Finding and critiquing the connection of a given philosophical system with reality can, however, be a highly challenging task. The reason is that one must grasp the axiomatic structure of a system in order to critique it. The vast majority of what passes for philosophical argument these days, however, tends to be highly superficial and fails utterly to recognize the role of axioms in the system in question, often, in part, because the original philosopher did not himself (or herself) recognize their own use of axioms. In other words, they often remained utterly in the dark about their own presuppositions. And it is precisely upon the presuppositions or axioms, and their connection (or lack thereof) with reality that a philosophical system often stands or falls (presuming, of course, that the philosopher, when given a set of axioms, can reason his way out of a paper bag).
In the post-modern era, this disconnection from axioms generally takes on a more sinister shape. Indeed, the typical post-modern tends to be highly suspicious of axioms, and when he or she acknowledges the role of an axiom, their first instinct is to throw it away and to try to rebuild their system on what is left. This task may be summarized by the term "the hermeneutic of suspicion." Unfortunately, even this exercise tends to be conducted in a state of intellectual blindness, so that the exercise of knocking out axioms tends to resemble a game of whack-a-mole - others pop up unobserved in the place of ones that are "whacked." The result is that philosophical papers written by post-moderns tend to have a highly technical patina that covers up for a lack of clear insight or judgment. (Hegel was an early pioneer in this technique, and even Kant often stumbled in this way.)

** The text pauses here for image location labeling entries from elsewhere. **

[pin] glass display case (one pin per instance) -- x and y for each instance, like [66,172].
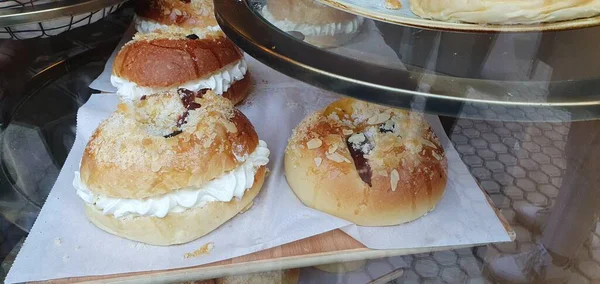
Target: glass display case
[500,189]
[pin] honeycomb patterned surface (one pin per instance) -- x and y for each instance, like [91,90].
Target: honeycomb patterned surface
[517,164]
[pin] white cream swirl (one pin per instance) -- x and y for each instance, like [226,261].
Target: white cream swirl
[144,25]
[331,29]
[224,188]
[219,82]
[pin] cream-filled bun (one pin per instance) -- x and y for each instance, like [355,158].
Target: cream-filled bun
[321,26]
[176,16]
[505,11]
[289,276]
[171,168]
[369,164]
[158,62]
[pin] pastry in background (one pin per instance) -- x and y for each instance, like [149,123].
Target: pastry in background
[171,167]
[289,276]
[176,16]
[321,25]
[505,11]
[369,164]
[342,267]
[393,4]
[157,62]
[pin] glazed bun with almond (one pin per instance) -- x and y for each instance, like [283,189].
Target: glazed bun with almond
[171,168]
[158,62]
[176,16]
[321,25]
[505,11]
[369,164]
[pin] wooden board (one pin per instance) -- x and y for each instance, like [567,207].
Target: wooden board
[331,247]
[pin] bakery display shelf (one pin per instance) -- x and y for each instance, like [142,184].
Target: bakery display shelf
[52,10]
[331,247]
[436,92]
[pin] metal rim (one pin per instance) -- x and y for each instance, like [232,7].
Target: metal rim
[370,82]
[39,13]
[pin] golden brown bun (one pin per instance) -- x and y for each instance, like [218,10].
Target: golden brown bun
[194,14]
[306,11]
[239,90]
[342,267]
[408,166]
[129,157]
[289,276]
[175,228]
[505,11]
[162,61]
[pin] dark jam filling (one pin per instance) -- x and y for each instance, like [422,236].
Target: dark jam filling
[192,36]
[361,163]
[382,128]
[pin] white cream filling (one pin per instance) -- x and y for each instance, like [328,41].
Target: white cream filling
[331,29]
[144,26]
[224,188]
[219,82]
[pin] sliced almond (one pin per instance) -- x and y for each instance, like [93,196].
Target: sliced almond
[332,148]
[336,157]
[373,119]
[394,178]
[314,143]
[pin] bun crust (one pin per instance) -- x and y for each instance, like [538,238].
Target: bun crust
[176,228]
[407,167]
[289,276]
[131,156]
[167,62]
[306,11]
[504,11]
[196,13]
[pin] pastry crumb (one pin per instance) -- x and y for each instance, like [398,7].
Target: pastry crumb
[247,207]
[393,4]
[205,249]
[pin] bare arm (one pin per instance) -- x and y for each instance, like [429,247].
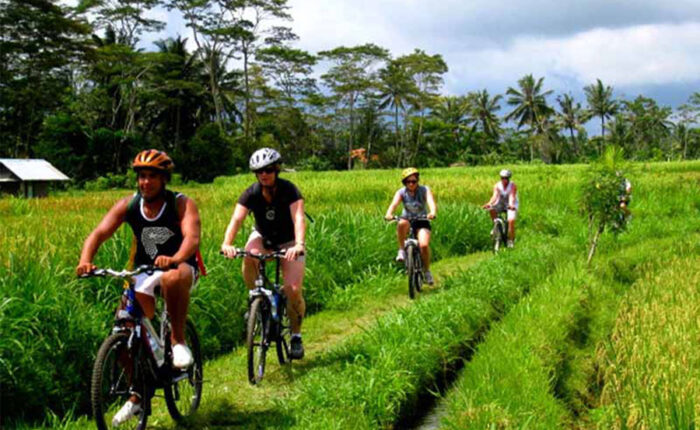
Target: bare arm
[431,204]
[239,214]
[297,209]
[392,207]
[104,230]
[494,197]
[191,227]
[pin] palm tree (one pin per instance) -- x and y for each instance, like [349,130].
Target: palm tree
[531,107]
[483,110]
[600,102]
[453,112]
[397,91]
[572,116]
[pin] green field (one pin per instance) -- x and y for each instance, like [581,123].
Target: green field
[546,341]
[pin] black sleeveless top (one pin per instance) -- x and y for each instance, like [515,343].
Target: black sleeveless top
[272,220]
[156,236]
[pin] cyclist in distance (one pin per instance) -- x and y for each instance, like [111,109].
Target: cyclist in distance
[278,208]
[505,199]
[625,194]
[418,201]
[166,229]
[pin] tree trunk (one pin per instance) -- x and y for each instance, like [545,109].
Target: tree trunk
[352,123]
[399,149]
[594,243]
[247,97]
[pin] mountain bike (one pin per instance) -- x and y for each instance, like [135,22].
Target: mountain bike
[136,359]
[414,262]
[499,233]
[267,320]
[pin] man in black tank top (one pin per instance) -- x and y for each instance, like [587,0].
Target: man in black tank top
[166,229]
[278,208]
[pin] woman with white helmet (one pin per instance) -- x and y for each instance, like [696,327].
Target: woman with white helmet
[278,208]
[418,201]
[505,199]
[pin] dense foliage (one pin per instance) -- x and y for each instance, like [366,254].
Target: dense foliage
[80,88]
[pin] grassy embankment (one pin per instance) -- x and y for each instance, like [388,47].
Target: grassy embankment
[570,356]
[52,324]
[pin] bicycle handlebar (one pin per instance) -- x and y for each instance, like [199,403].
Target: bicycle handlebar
[145,268]
[410,218]
[240,253]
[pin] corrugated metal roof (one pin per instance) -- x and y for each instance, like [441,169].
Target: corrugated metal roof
[34,169]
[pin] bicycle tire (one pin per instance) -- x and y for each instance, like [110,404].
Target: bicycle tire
[410,269]
[284,335]
[498,235]
[110,368]
[257,340]
[418,270]
[178,389]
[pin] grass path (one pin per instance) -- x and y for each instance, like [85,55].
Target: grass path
[229,401]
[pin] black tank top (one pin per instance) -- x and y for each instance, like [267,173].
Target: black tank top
[156,236]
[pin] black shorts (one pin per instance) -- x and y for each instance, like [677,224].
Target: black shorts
[419,224]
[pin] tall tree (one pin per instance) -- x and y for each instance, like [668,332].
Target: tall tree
[250,16]
[571,116]
[290,70]
[41,43]
[688,115]
[397,90]
[176,94]
[601,102]
[483,110]
[426,71]
[350,76]
[531,106]
[454,113]
[127,17]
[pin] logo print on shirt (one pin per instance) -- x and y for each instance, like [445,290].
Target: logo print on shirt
[152,236]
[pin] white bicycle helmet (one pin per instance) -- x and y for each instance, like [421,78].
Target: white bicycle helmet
[264,157]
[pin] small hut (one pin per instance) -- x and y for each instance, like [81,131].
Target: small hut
[28,177]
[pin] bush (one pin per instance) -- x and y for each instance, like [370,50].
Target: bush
[209,154]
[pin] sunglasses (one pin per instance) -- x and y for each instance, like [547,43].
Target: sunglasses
[267,170]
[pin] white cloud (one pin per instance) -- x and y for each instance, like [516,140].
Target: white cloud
[640,55]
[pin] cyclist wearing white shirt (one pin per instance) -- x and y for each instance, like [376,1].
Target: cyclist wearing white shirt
[505,199]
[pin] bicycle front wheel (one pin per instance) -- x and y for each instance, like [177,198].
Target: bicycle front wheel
[257,340]
[114,376]
[183,391]
[418,270]
[410,271]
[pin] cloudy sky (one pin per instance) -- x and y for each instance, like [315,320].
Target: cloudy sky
[649,47]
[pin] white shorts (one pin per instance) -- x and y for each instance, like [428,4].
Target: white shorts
[512,214]
[256,235]
[146,284]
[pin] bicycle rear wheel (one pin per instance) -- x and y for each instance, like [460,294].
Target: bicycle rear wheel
[183,390]
[284,334]
[257,339]
[115,375]
[410,270]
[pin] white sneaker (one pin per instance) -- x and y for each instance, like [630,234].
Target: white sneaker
[401,256]
[127,412]
[182,356]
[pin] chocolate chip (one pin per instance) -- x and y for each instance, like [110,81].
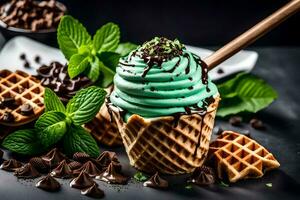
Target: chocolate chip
[8,102]
[235,120]
[26,64]
[220,71]
[37,59]
[257,124]
[8,117]
[23,56]
[218,130]
[26,109]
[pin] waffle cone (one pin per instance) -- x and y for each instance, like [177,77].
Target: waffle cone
[158,145]
[103,129]
[237,157]
[25,89]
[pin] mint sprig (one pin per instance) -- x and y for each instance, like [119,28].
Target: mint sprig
[61,125]
[97,58]
[244,93]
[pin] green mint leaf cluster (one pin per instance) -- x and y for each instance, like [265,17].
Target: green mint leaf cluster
[95,57]
[244,93]
[60,124]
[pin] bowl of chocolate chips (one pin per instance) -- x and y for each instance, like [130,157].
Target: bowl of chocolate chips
[34,19]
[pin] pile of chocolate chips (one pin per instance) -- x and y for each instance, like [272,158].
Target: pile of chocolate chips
[81,168]
[32,15]
[55,76]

Perhaps the greatest challenge to the modern philosopher is to articulate a coherent theory of free moral agency, or free will and independent moral responsibility. Such a theory must, of necessity, be axiomatized, depending upon claims that cannot be directly proved on the basis of observation. Without some theory of free moral agency (at least in the sense of a presumption of free will or a set of presumptions that imply free will), no system of ethics can survive. The same applies to the question of human reason. If we cannot presume that the human person possesses a faculty of reason, then no system of ethics can apply. We cannot hold a two year old to the same degree of responsibility of which an adult is generally capable, because their grasp of reality is insufficient.

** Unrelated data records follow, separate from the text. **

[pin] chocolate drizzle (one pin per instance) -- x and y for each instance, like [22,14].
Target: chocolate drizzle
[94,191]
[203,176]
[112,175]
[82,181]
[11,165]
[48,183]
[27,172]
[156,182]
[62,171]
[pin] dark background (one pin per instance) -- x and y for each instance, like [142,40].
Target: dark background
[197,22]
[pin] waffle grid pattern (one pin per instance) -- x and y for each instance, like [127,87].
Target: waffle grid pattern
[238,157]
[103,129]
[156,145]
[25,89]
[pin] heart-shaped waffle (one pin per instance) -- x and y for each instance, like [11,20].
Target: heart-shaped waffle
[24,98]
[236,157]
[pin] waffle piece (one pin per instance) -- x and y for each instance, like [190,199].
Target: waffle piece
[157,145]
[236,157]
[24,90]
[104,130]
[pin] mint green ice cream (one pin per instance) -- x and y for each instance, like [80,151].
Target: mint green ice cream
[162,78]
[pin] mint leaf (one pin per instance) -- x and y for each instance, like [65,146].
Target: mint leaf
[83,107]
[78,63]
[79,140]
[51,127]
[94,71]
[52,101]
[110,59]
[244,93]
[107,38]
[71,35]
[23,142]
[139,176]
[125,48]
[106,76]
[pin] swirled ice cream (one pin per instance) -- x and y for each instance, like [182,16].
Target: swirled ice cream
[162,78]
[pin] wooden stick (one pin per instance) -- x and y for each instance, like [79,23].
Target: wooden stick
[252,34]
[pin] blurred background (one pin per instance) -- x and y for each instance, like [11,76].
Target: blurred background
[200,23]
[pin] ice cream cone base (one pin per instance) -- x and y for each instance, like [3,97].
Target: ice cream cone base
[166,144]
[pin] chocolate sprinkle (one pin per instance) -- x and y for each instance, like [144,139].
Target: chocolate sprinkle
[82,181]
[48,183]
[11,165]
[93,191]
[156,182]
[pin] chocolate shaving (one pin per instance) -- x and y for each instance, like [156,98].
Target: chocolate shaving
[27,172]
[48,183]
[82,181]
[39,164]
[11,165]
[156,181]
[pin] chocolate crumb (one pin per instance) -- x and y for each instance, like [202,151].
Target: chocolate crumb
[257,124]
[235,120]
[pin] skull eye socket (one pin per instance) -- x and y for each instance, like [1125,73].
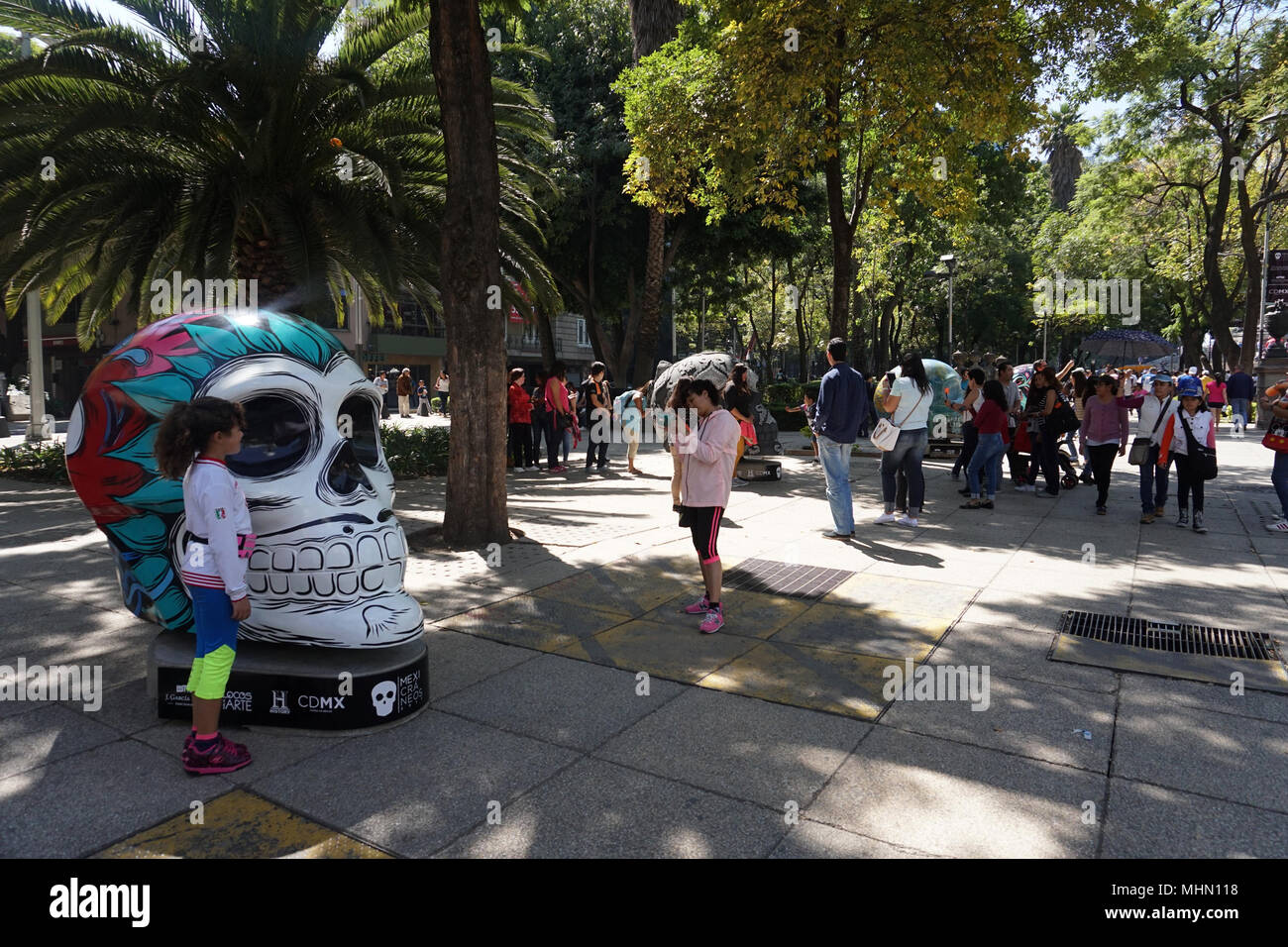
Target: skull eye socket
[275,438]
[361,412]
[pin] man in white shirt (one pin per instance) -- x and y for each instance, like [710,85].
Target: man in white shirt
[1155,407]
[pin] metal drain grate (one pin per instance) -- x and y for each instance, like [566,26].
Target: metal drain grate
[1172,637]
[785,579]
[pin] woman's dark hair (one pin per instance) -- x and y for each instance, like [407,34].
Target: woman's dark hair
[188,428]
[681,394]
[704,386]
[1080,384]
[995,392]
[911,367]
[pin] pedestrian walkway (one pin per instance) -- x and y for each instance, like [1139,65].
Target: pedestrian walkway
[574,711]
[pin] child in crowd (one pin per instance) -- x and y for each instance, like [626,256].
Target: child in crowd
[192,444]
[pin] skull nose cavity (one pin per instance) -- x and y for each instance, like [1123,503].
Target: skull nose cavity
[369,551]
[346,474]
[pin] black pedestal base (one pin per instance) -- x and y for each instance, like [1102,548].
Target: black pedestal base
[310,688]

In the same way, our theory of "what is good" must be axiomatized, not because "one man's meat is another man's poison" but precisely because no theory can be completed without that. Thus, as we saw above, Kant's "categorical imperative" requires supplementary axioms to apply to a specific case. One might say that it is a heuristic, rather than a principle, without additional axioms to anchor it to an application.

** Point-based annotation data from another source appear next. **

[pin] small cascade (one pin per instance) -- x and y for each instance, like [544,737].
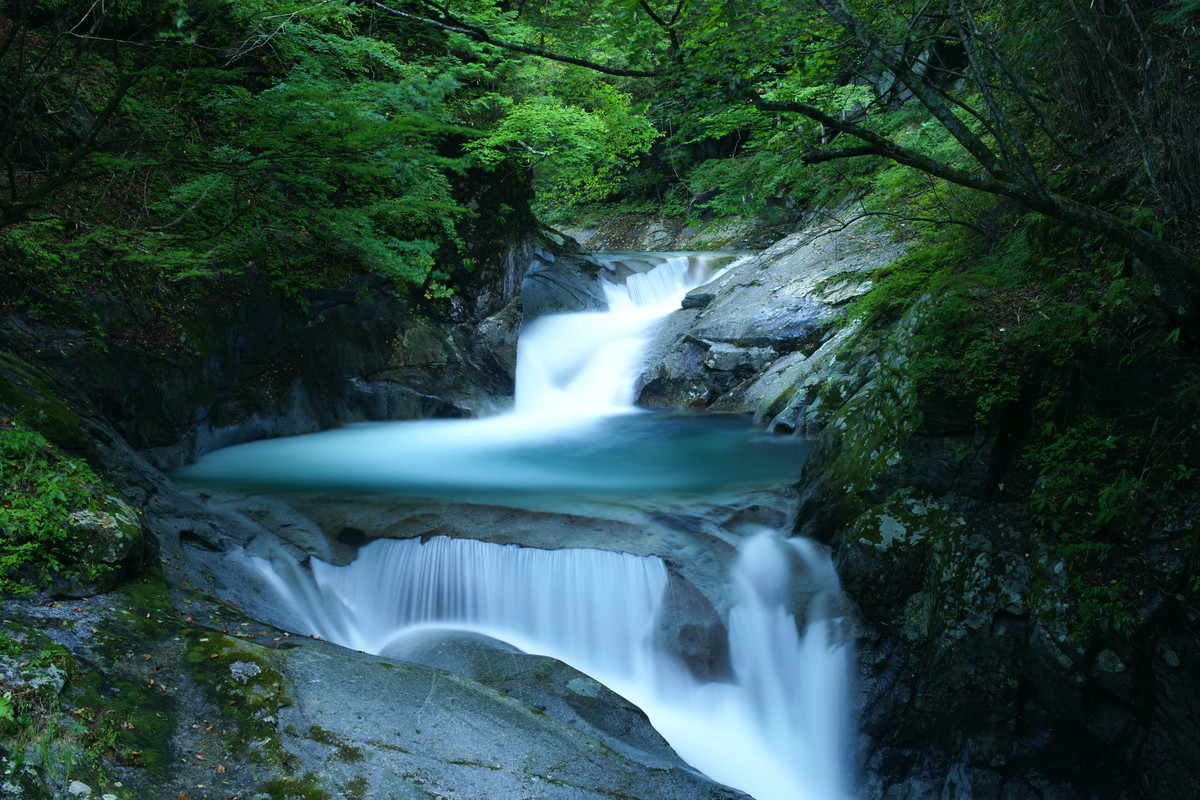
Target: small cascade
[777,732]
[549,602]
[583,365]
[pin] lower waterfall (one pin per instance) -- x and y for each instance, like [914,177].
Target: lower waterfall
[778,728]
[778,731]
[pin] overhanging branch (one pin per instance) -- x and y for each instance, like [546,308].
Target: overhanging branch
[481,35]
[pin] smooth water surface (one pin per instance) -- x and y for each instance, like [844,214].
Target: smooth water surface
[775,729]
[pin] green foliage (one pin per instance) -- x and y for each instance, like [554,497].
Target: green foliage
[41,487]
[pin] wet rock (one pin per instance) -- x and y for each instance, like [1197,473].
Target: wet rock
[778,304]
[113,552]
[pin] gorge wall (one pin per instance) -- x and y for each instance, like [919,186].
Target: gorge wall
[970,683]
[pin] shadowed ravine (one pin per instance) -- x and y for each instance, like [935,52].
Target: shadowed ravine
[777,728]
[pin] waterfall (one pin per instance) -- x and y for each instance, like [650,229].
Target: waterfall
[777,729]
[585,364]
[777,732]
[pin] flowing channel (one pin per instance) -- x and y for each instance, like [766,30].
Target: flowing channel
[778,729]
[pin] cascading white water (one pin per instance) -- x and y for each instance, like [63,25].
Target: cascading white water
[777,731]
[583,364]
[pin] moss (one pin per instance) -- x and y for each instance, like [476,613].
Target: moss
[345,751]
[27,391]
[304,787]
[357,788]
[245,684]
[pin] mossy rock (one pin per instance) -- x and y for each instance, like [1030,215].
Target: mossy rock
[114,547]
[27,391]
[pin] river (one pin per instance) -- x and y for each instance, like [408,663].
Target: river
[778,727]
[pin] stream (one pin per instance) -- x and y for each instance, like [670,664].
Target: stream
[777,728]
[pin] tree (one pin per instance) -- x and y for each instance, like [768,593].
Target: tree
[1001,100]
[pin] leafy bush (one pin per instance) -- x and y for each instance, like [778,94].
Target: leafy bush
[41,487]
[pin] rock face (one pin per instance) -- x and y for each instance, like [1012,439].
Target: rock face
[780,302]
[971,681]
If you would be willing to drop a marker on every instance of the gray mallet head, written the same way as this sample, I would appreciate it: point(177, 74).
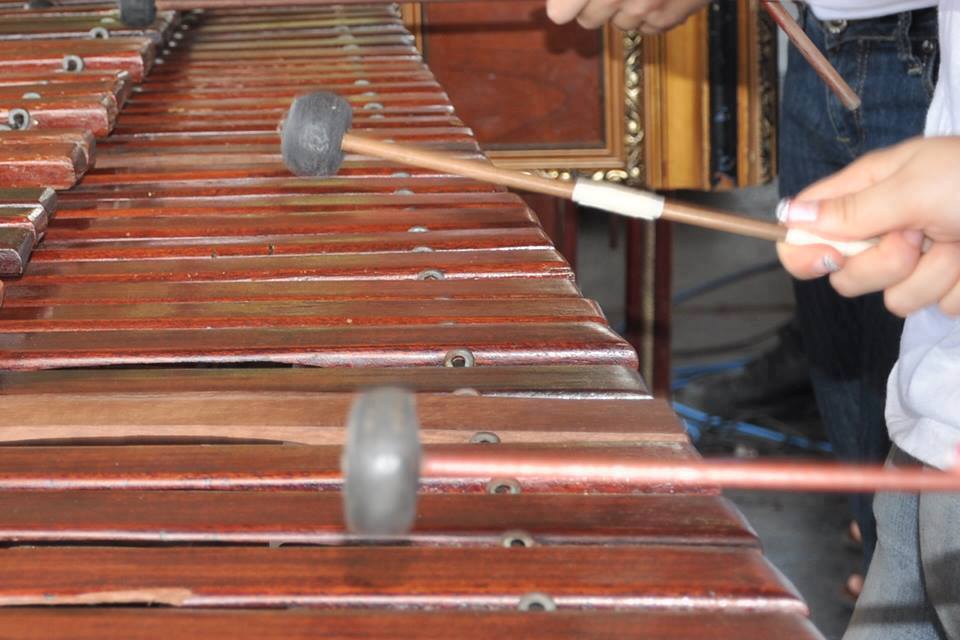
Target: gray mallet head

It seems to me, however, that it is possible to undertake this task (i.e., the task of discovering axioms that fit reality well and developing sound arguments that build upon them) fruitfully, and the result of doing so may be described as a natural law theory of ethics.
It is high time we did so. Human reason can be productively employed in the task of developing a unified field theory of physics. There is no fundamental reason why human reason cannot be equally productive in the development of a universal theory of moral behavior.
Although we should probably admit that our tendency to sin will retard the project. Just so, civilization may collapse before we can complete our unified field theory or may otherwise prevent us from grasping it firmly.